This has been a roller-coaster year for investors. The S&P 500 index got off to its worst start since 1970, and bottomed out (so far) in mid-June. But it has spent much of the last two months clawing back at least some of those losses.

While such downturns can be painful for investors, market sell-offs also present opportunities to buy good companies at lower prices. One category of equity that offers you a particularly good way to take advantage is dividend stocks.

Companies that have histories of paying dividends regularly tend to be consistently profitable and have strong balance sheets -- allowing them to better weather economic contractions and recessions.

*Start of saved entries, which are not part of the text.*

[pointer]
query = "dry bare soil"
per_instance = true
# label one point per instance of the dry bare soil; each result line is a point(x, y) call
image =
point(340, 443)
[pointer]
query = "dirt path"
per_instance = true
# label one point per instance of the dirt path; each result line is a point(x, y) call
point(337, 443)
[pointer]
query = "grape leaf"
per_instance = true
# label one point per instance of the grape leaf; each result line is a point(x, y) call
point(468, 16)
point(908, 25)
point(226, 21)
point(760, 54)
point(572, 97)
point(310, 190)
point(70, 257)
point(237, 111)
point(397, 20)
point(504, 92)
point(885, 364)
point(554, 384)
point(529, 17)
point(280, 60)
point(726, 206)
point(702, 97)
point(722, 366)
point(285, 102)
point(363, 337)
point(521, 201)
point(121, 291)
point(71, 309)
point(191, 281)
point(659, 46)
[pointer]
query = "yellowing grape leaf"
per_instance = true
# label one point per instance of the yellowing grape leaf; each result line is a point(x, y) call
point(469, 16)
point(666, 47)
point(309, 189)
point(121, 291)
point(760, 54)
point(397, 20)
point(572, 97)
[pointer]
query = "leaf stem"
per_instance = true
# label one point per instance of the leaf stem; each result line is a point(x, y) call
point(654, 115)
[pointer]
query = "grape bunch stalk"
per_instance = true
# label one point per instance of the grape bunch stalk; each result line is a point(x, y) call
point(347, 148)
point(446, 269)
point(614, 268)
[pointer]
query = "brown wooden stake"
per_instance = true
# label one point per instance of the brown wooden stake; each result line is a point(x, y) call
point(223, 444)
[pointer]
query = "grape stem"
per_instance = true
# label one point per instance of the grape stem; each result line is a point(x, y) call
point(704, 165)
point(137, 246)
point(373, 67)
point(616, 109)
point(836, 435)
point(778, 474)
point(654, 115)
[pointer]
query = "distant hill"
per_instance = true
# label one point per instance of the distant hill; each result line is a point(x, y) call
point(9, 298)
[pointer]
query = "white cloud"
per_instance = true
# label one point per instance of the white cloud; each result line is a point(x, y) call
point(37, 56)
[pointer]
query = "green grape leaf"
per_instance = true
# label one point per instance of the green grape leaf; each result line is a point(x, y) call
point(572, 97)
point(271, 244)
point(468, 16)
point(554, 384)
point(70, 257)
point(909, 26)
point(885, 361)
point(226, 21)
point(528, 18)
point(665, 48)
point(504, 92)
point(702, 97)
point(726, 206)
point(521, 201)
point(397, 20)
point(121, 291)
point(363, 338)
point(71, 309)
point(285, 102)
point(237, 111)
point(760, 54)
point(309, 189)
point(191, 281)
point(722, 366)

If you have $1,000 to put into your portfolio now, I'd suggest splitting it among these three stocks that today offer ultra-high dividend yields of 5.3% or more.

Smiling person holds up cash.

Image source: Getty Images.

1. Owl Rock Capital: 9.17% dividend yield

Owl Rock Capital (OBDC 0.17%) provides loans to middle-market companies that have earnings before interest, taxes, depreciation, and amortization (EBITDA) in the $10 million to $250 million range and annual revenues of $50 million to $2.5 billion. 

It's a business development company (BDC), so it must follow tax rules similar to those imposed on real estate investment trusts (REITs). One of those rules requires BDCs to pay out 90% of their taxable income annually in the form of dividends -- which explains its high yield.

Owl Rock believes that institutional investors neglect middle-market companies and instead focus on lending to the biggest companies. While the loans it makes could be risky, 73% of its portfolio is made up of first-lien loans -- i.e., loans that get paid first in the event of a liquidation -- and 14% are second-lien loans.

Through the first six months of 2022, Owl Rock's total investment income grew by 14%. It also saw unrealized losses on its portfolio of $238 million due to market volatility and widening credit spreads.

While there is risk in investing in a BDC, Owl Rock expects broadly rising interest rates to result in it collecting higher net interest income. In its second-quarter 10Q regulatory filing, the company said it expects that a 100 basis point increase in interest rates would increase its interest income by $115 million and its net income by $78 million. The company also believes that market volatility creates excellent opportunities to lend to middle-market companies as banks pull back on providing those businesses with financing.

2. Moelis & Company: 5.35% dividend yield

Moelis & Co. (MC -1.71%) advises clients on mergers and acquisitions, debt restructuring, and raising money through capital markets.

The company experienced a slowdown in business this year due to a broad downturn in M&A deals and equity offerings. Through the first six months of 2022, its revenue fell 13%, while an uptick in expenses caused net income to fall by 31% from last year. Despite this, the company is in a strong capital position, with $277 million in cash and liquid investments, and no debt.

Moelis & Co. is also committed to returning all its excess cash to shareholders, which results in attractive payouts when times are good. Last year, it declared two special dividends totaling $4.50 per share. Combined with its regular dividend, its payouts yielded 11% based on its year-end closing price of $62 per share.

Armed with a strong balance sheet, the firm is ready to take advantage of what the market throws at it. If economic conditions deteriorate further, demand could pick up for its debt restructuring business, and if conditions improve, demand for its investment banking services could rebound.

Either way, Moelis & Co. is a solid company that's committed to returning its excess profits to shareholders.

3. New York Community Bancorp: 6.54% dividend yield

New York Community Bancorp (NYCB -3.52%) has 230 branches across New York, New Jersey, Florida, Ohio, and Arizona. It primarily lends money to buyers of multifamily properties in New York City, focusing on non-luxury, rent-regulated markets.

One of the bank's biggest strengths is its high-quality loans. Its portfolio of loans has outperformed those of its banking peers over the past 30 years. And while New York Community Bancorp hasn't increased its dividend in several years, its payout gives it a yield that exceeds those of nearly all of its peers.

The bank is awaiting regulatory approval of its $2.6 billion acquisition of Flagstar Bancorp, which would help expand its deposit base and make it a top-six mortgage banker in the U.S. Assuming the merger is approved, New York Community Bancorp's growing business and high dividend yield could make it another solid income stock for your portfolio.